Originally Posted by Watchman
One has to wonder what would be the odds of anyone managing to keep a confederation as fractious and inherently divided as the Mycenean army before Troy in the field for any real lenght of time, especially if no appreciable progress was made. By what I've read of it the Greek peninsula of the day rather resembled medieval Europe - an awful lot of squabbling little local kings and lordlings each with their own damn mini-armies and a fortress to boot, at best only nominally under some sort of suzerainty of some particularly big boss (Agamemnon in the case of Troy).
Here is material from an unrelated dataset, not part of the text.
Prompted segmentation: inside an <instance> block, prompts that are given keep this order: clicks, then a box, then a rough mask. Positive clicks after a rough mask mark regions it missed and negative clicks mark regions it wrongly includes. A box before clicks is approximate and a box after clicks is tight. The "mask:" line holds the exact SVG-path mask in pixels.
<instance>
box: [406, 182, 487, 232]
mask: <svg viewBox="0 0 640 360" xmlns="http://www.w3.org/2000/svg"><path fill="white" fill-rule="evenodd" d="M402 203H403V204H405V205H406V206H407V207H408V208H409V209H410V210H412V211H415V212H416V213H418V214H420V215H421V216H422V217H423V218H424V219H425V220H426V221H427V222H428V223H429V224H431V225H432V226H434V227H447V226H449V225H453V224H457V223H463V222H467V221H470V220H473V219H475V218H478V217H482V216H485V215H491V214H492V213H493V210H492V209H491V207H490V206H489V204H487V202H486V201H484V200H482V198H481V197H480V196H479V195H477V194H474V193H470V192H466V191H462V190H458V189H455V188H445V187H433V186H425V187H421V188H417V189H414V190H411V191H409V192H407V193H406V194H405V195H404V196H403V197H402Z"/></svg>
Odds are their logistics would've gone to Hell in a handbasket pretty fast too.
Plus, that was apparently still around the heyday of chariot warfare (recall that the heartlands of the Hittites weren't too far inland in Anatolia), and Homer makes a whole lot of usually rather confused references to the fact (his versions come from quite a few centuries later when the military paradigm had changed in general and in Greece in particular, and nobody really knew how and what for the things had been used) - recall Odysseus' powerful bow ? If that's not a composite bow, the staple of chariot warriors everywhere except among the Celts, I don't know what is.
Anyway, Chariot Age sieges to my understanding did not normally last very long - they either succeeded or failed pretty soon, and apparently if they thought they had a fighting chance the defenders tended to prefer trying to chase the attacker off without having to endure sitting behind the walls twiddling their thumbs (aristocratic warrior machismo may also have been involved in the proceedings). One theory I've read suggested the famous Trojan Horse was in fact a siege engine known as the "Assyrian horse" due to its inventors and rough overall shape, a kind of combined siege tower and ram/pick used to dismantle or clear sections of wall.